Es fácil realizar una correlación entre este tipo de reclusión mental con las cárceles españolas y americanas donde el discurso sobre la falta de derechos humanos de forma sistemática está mil veces más extendido que el de los hospitales psiquiátricos.
No hay validez médica ni rigor científico para la crueldad que se ve en esta obra. Los enfermeros y médicos parecen simples autómatas, demasiado asustados por las pacientes que tienen que tratar como para poder verlas como seres humanos. Esta sensación de indefensión se entrelaza con momentos de absoluta brillantez narrativa y poética que hacen que la obra te meza lentamente en una sensación onírica de estupor en sus primeras páginas.
Los primeros momentos que pasé con Rostros en el agua me parecieron sublimes, y, tal y como has podido ver en esta reseña, he ido subrayando sin parar citas y párrafos del libro sin parar, sorprendida ante la delicadeza cruenta con la que Janet Frame expone estos años claramente inspirados en sus propias vivencias. Sin embargo sí que es cierto que a partir de la segunda parte, eché en falta algo más de variedad en el argumento de la obra que parecía repetirse una y otra vez como parte del diario de alguien con miedo a que se le olviden sus percepciones en aquel sitio. Cuando por fin aparece un médico que parece preocuparse por ella, se habla por encima de que Istina y él tienen varias interacciones, pero no las vemos y tampoco profundiza demasiado en personajes tan fascinantes como el de Bertha o Carol, del Pabellón dos.
A pesar de ello no puedo dejar de llevarme un recuerdo positivo de la lectura de la obra. No es un libro hecho para entretenerte sino para visibilizar ciertas prácticas que, desafortunadamente se siguen llevando a cabo hoy en día.
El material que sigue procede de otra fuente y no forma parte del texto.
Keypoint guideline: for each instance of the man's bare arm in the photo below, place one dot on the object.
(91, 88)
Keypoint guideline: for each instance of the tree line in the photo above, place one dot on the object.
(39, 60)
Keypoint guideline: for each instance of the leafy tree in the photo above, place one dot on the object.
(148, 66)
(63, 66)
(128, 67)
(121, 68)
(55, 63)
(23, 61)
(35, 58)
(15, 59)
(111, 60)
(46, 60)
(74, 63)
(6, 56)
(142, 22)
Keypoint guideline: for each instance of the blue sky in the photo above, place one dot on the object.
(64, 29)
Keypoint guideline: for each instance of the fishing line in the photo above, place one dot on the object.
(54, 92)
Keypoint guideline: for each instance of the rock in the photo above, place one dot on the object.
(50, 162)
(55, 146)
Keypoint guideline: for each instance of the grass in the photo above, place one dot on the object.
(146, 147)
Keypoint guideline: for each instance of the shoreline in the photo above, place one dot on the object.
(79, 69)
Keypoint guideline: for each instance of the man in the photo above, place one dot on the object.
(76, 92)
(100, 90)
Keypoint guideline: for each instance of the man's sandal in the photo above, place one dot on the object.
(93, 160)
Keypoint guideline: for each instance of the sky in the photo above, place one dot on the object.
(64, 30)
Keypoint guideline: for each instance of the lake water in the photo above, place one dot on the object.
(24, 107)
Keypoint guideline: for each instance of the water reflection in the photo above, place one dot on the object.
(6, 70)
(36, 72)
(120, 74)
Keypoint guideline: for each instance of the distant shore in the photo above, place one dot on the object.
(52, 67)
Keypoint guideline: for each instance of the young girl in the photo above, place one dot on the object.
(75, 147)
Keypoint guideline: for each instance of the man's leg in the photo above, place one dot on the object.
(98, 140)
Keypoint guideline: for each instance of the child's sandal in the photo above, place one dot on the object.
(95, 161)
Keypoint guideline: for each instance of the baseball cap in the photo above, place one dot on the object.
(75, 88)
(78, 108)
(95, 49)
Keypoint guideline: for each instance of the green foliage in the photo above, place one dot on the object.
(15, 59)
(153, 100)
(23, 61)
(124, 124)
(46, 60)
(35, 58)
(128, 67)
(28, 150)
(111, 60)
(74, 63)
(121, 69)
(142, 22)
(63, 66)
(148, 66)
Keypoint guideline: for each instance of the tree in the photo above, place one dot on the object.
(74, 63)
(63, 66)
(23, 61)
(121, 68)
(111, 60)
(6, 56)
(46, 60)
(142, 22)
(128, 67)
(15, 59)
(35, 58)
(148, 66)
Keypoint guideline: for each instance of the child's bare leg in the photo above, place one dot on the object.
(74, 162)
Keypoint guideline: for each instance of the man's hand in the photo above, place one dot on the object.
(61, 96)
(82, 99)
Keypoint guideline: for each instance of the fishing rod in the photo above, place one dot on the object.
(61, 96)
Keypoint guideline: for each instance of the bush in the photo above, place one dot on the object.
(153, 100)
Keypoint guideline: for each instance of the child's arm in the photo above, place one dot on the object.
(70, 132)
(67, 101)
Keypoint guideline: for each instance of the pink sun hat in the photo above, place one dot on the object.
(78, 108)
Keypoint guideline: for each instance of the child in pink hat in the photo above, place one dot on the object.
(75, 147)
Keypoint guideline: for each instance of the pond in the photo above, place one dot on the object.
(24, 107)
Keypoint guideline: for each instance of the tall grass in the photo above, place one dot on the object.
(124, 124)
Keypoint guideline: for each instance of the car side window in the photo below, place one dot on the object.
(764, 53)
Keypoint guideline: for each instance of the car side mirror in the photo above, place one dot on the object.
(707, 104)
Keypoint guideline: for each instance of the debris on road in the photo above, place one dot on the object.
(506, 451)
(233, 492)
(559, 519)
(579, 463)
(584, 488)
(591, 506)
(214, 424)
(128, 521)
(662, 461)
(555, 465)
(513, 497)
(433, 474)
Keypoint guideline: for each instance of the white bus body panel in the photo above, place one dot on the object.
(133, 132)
La genialidad de la autora, que esgrime conceptos como “La casa jardín”, que denotan algo positivo en un primer momento, para definir el peor rincón del hospital donde el trato es más sádico, recuerda a autores como George Orwell en 1984 con sus Ministerios del Amor y de la Paz.
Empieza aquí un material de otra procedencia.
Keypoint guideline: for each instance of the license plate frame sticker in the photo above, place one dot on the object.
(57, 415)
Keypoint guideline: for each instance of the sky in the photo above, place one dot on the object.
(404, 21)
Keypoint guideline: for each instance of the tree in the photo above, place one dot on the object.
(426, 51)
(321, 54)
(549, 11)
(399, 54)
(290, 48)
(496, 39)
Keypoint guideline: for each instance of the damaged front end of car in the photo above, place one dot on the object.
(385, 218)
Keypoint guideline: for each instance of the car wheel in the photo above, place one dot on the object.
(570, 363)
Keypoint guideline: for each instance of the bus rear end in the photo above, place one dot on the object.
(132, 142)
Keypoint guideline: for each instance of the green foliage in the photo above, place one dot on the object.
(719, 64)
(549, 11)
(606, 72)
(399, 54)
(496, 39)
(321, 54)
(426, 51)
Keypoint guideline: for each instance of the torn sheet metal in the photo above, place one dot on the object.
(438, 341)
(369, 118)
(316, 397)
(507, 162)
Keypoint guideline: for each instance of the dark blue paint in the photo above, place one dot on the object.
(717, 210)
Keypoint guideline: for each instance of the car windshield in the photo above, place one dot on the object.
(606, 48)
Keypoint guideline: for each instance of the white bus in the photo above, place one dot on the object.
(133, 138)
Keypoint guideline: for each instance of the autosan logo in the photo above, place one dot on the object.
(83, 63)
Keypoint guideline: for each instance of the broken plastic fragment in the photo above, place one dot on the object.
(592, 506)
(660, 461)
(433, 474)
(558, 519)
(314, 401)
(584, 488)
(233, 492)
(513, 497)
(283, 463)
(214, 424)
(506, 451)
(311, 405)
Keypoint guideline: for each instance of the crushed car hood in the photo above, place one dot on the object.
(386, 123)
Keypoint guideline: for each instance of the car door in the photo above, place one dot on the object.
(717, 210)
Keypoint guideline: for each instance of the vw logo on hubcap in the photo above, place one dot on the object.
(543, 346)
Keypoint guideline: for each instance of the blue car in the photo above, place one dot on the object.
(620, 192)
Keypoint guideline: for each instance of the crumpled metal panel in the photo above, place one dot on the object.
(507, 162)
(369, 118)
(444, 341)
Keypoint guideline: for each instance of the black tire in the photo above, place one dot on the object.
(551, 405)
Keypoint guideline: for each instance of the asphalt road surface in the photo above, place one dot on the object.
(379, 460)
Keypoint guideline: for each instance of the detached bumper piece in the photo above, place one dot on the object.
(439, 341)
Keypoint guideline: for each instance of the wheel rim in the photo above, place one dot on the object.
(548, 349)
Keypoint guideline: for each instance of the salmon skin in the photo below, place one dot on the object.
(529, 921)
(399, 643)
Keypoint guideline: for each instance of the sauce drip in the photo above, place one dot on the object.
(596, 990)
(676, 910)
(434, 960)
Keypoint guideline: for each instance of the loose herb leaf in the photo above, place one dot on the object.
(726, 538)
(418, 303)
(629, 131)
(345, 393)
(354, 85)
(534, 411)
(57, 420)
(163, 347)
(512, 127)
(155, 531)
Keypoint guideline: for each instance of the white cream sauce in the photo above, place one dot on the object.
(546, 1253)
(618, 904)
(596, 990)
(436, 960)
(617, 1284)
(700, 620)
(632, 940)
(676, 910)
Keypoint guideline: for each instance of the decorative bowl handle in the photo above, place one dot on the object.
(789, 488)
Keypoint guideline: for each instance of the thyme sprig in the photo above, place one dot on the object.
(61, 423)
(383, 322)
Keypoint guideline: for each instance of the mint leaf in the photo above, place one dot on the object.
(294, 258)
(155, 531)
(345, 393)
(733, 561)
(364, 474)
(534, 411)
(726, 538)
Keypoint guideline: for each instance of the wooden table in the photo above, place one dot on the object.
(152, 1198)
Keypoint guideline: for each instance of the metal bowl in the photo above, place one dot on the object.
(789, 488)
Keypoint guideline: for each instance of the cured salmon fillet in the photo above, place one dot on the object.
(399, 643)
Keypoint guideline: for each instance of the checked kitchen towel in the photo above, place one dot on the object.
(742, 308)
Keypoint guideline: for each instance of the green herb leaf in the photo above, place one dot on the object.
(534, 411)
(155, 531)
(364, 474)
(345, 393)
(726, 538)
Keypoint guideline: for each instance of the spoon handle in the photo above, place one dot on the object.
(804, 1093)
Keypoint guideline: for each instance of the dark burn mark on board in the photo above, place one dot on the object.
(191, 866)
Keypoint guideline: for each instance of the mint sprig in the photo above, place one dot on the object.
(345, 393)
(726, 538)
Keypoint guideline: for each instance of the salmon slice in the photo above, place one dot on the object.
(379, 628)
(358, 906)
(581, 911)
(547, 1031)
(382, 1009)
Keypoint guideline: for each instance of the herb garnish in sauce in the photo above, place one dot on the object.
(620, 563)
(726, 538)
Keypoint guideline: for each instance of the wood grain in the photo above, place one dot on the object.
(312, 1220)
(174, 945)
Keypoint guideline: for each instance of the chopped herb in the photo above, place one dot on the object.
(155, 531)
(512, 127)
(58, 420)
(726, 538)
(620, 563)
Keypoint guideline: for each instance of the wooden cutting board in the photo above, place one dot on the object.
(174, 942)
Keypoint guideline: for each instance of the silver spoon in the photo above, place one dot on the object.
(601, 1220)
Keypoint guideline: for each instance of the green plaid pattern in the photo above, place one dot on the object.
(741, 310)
Rostros en el agua es por tanto una obra que hay que leer poco a poco, a sorbitos, con una buena taza de té y un portaminas en una mano, del que extraer citas preciosas y que hará que te sientas inevitablemente identificada con la protagonista en ciertos momentos. Solamente, recuerda no apurar su lectura y leerlo en una habitación propia y muy tranquila.